Zhirayr Sefilian and Vartan Malkhasian were arrested and charged with calling for a “violent overthrow” of government in early December. A lower court had set the term for their pre-trial detention until June 10.
Now Vahe Grigorian and Mushegh Shushanian claim their clients have been kept in custody since then illegally as the term of their arrest has not been prolonged by court.
They criticized the legal practice of Armenian law-enforcers and claimed their actions contradict the European Convention on Human Rights and the national legislation.
“It turns out that people are, in fact, kept in custody without any court sanction,” Grigorian said. “Similar situations have become a tradition in Armenia’s penitentiaries and Armenian courts do not pay any attention to this circumstance.”

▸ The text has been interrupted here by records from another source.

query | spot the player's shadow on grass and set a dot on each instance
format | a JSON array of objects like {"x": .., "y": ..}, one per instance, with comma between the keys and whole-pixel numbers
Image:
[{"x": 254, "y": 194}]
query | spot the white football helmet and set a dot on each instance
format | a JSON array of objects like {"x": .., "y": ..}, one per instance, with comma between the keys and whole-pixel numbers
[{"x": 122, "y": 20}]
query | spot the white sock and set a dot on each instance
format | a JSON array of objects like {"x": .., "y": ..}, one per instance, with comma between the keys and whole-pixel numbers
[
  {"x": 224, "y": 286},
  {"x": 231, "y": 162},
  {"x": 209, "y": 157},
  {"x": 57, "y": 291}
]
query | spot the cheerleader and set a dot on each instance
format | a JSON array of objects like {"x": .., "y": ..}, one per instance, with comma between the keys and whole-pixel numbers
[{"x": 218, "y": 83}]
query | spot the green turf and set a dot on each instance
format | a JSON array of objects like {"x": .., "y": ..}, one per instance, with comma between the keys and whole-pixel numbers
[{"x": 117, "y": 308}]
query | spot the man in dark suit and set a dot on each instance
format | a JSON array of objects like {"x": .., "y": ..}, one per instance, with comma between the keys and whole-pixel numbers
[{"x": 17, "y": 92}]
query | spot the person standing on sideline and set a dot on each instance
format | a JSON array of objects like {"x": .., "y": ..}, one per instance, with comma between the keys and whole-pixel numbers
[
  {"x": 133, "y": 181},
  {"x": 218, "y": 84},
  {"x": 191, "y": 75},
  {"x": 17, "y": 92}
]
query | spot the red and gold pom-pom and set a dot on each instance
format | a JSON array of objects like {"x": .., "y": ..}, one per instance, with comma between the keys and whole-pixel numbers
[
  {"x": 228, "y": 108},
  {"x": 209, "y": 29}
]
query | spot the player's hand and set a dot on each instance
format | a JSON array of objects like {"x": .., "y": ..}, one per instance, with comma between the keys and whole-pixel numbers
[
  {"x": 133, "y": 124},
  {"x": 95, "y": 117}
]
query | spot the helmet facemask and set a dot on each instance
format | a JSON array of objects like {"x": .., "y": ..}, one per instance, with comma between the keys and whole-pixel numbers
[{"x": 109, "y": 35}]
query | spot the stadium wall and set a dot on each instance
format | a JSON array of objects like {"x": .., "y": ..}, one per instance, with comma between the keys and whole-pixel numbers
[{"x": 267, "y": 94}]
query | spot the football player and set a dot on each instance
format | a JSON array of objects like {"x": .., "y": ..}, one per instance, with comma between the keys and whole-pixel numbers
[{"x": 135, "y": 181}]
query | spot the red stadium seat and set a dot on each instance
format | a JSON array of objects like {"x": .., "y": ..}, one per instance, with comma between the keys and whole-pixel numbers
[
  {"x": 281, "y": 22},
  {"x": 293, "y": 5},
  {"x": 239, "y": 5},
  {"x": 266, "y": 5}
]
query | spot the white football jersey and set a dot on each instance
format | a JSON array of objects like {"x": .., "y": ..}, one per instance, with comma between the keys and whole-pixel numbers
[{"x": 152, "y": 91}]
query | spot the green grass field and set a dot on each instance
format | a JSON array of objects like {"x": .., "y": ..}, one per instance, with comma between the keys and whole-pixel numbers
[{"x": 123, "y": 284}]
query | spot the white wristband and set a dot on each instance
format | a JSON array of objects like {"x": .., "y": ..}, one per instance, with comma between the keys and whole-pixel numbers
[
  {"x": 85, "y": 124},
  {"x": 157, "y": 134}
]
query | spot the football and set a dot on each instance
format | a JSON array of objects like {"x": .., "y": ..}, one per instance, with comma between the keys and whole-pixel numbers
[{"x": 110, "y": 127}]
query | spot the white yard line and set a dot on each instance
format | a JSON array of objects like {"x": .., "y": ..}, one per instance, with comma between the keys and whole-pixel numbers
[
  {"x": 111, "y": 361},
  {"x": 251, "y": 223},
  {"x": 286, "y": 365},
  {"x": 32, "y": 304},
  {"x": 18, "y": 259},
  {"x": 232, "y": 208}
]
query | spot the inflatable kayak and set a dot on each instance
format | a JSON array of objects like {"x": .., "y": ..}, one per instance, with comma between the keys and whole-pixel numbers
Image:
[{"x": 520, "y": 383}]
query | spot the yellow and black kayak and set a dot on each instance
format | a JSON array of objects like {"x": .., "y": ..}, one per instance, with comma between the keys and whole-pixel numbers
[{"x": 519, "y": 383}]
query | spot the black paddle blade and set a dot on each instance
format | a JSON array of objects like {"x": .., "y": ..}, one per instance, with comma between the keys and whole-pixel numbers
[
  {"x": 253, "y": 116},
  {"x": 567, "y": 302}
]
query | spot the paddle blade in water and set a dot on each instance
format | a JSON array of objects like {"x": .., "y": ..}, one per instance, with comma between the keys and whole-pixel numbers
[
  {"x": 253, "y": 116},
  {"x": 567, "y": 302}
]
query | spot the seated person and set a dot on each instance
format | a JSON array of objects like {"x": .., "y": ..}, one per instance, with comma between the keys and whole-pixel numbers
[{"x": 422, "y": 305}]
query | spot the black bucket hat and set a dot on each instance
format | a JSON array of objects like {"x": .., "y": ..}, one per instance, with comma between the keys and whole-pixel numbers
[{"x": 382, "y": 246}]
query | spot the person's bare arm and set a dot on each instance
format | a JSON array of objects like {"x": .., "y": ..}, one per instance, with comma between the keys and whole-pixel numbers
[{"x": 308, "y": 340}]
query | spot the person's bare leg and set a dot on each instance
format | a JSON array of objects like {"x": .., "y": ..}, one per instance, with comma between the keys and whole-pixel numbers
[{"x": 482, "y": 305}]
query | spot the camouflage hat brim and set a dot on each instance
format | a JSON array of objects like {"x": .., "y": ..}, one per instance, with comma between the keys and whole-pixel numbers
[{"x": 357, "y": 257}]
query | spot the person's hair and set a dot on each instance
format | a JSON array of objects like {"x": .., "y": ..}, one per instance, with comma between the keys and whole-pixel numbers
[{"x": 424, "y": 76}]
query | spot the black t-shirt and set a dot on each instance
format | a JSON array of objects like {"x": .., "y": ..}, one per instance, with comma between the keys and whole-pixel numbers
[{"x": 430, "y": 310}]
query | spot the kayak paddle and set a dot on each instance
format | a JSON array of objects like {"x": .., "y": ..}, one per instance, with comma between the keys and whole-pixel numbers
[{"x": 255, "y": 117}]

The two lawyers have sent letters to Armenia’s prosecutor-general and justice minister pointing out the procedural violations.

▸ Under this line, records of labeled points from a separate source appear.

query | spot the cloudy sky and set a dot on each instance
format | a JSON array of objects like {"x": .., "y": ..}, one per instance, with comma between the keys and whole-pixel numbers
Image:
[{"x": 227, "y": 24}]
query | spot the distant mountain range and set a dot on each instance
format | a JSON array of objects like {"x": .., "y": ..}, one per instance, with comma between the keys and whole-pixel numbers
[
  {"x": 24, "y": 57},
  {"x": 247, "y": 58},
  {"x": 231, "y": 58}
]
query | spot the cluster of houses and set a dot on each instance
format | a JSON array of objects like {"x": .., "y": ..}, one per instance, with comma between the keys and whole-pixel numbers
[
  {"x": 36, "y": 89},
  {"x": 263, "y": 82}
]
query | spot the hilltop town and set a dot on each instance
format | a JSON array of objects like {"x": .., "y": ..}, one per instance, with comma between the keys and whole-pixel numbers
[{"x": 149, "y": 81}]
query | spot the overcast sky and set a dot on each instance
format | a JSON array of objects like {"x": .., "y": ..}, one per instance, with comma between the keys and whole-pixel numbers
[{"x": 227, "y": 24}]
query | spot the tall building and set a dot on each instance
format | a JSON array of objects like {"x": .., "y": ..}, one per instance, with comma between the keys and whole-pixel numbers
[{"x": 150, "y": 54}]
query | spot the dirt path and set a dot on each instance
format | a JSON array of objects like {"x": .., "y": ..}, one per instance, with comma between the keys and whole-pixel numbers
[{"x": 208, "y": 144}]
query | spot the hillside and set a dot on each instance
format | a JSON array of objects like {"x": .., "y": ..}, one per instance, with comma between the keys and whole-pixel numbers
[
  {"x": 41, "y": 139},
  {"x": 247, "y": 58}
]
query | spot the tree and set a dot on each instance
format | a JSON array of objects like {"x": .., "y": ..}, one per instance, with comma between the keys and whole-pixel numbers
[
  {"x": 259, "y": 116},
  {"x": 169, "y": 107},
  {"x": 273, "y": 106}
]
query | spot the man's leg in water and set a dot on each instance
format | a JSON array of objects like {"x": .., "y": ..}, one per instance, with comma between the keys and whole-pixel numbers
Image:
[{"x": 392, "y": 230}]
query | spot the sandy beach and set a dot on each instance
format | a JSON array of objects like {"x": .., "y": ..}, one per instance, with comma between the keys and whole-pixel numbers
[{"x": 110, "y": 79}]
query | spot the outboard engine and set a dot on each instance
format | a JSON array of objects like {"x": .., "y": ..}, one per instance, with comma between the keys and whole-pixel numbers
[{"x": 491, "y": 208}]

Spokesperson for the Prosecutor-General’s Office Sona Truzian told RFE/RL that they do not see anything unlawful in the actions of the law-enforcers as they were guided by the provision of the code of criminal procedure according to which the term of pre-trial detention ends upon the judge’s accepting the case for proceedings.
No one at the Ministry of Justice could provide clear explanations over the lawyers’ assertions.
A Yerevan lower court on Friday confirmed that prosecutors had submitted the cases of Sefilian and Malkhasian within the time stipulated by law.
Mnatsakan Petrosian will be the judge in the proceedings. It is yet unknown when the proceedings will begin. Information on this regard is expected to be announced early next week.
The prosecution, meanwhile, has subpoenaed 30 witnesses to be involved in the trial of Sefilian, who is also charged with an illegal possession of arms.
According to Sefilian’s lawyer, this shows the prosecutors’ desire to protract the trial as the process can do without so many witnesses. “The National Security Service has the video and audio records of the meeting during which Sefilian allegedly made calls for overthrowing the government,” Grigorian explained.